I like free software. I don’t like when people make it a death wish.
I didn’t see this post on the Free Software Foundation blog until this morning. Quite simply, they have started giving false statements and half-truths about Apple and the App Store, in order to promote free and open source software. Quoting their five reasons to not get an iPhone:
- iPhone completely blocks free software. Developers must pay a tax to Apple, who becomes the sole authority over what can and can’t be on everyone’s phones.
- iPhone endorses and supports Digital Restrictions Management (DRM) technology.
- iPhone exposes your whereabouts and provides ways for others to track you without your knowledge.
- iPhone won’t play patent- and DRM-free formats like Ogg Vorbis and Theora.
- iPhone is not the only option. There are better alternatives on the horizon that respect your freedom, don’t spy on you, play free media formats, and let you use free software — like the FreeRunner.
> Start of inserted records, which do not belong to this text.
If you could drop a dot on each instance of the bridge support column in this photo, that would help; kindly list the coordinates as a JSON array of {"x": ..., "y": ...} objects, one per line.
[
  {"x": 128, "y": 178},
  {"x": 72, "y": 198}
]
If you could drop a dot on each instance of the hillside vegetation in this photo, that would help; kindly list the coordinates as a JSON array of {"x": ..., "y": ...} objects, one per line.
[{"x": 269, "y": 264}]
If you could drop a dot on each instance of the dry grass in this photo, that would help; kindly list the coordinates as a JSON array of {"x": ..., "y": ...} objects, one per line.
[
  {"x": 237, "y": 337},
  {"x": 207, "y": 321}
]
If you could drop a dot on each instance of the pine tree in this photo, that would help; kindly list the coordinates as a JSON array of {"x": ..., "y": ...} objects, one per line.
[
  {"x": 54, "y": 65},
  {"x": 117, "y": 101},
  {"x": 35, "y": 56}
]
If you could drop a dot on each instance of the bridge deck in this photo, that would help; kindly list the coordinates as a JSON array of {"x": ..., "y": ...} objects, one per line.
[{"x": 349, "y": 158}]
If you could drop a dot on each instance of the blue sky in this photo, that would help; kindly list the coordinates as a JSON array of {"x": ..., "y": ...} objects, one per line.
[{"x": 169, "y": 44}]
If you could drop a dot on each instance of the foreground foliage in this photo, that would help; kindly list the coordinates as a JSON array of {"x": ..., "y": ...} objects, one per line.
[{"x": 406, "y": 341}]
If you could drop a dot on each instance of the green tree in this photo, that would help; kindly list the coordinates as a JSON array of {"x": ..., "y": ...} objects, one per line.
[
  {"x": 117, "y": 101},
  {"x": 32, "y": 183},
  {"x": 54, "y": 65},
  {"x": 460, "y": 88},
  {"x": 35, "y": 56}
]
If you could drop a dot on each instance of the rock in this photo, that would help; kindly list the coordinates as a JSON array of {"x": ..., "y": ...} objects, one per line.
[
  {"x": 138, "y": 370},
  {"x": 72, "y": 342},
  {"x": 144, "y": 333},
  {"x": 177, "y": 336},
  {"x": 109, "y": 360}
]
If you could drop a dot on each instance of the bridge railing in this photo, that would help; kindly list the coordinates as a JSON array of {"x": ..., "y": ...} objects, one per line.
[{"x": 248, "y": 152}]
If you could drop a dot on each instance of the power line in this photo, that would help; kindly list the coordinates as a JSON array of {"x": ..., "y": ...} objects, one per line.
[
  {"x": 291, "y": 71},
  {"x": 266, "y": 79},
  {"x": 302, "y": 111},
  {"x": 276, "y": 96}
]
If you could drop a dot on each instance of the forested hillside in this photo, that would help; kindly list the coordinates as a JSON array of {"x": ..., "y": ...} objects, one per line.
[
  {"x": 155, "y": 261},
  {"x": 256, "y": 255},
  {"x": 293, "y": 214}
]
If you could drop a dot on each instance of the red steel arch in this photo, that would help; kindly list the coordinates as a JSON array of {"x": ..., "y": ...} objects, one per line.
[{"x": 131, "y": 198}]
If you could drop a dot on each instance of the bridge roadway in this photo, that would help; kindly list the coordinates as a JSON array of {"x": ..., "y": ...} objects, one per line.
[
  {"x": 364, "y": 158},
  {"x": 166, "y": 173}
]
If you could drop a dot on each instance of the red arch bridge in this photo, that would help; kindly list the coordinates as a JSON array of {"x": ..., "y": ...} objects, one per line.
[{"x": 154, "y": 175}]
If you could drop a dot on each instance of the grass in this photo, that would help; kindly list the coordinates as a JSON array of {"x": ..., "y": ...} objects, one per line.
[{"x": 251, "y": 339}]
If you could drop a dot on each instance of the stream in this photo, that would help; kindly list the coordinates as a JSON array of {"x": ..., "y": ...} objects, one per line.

- iPhone does not block free software. Developers pay a one-time $99 fee for hosting, testing, and unlimited developer support. They can offer their software free of charge from then on. Plus, for $299 (again, one-time fee), you can sign up for the Enterprise program and bypass the App Store completely. And, that includes the cost of the SDK and IDE to make the app, which are free. How many robust Java IDEs do what Xcode does, at no cost? Apple simply charges for the IDE when you make an app, not before you make it.
- Apple has led the industry with iTunes Plus to remove DRM whenever possible. Apple was the first music store to offer DRM decryption whenever a music label agreed to offer DRM-free music, at no charge to the consumer. And, iTunes is the only DRM platform that gives you an opt-out, by burning your music to an Audio CD (which can then be re-ripped back in as an MP3, AAC, or any other format).
- iPhone has industry-standard location controls, in the Settings application. One touch can disable anyone’s access to your location. And, you are prompted when giving location data to third-parties. Basically, what the FSF said above on location data being exposed is completely incorrect.
- iPhone will play other formats like Ogg Vorbis and Theora with a free desktop converter. Both formats would require extensive support, and are not widely used outside of the Linux community. Apple has added WAV and WMA support to iTunes in response to consumer demand.
- While iPhone certainly is not the only option, the makers of the Neo FreeRunner clearly state that the device is aimed at Linux developers, and not the typical consumer. It lacks EDGE and UMTS data, and as such has one of the slowest mobile data connections in America.
Summing it up, the references to location data being exposed are 100% false, and appear to be pre-release speculation written as fact. Calling the App Store one-time fee a tax is a misrepresentation. And, their alternative device is not even targeted for consumers, according to FreeRunner’s parent company.
The Free Software Foundation appears to be taking pot shots at Apple to try and pick up media coverage. It has backfired, as it just makes the FSF appear shameful at best. Next time, save us the half-truths, and give consumers the whole picture. Yes, I would love it if Apple would offer an easier way to run any application on the device… but the best way the FSF can make that happen, is to provide the most accurate depiction possible.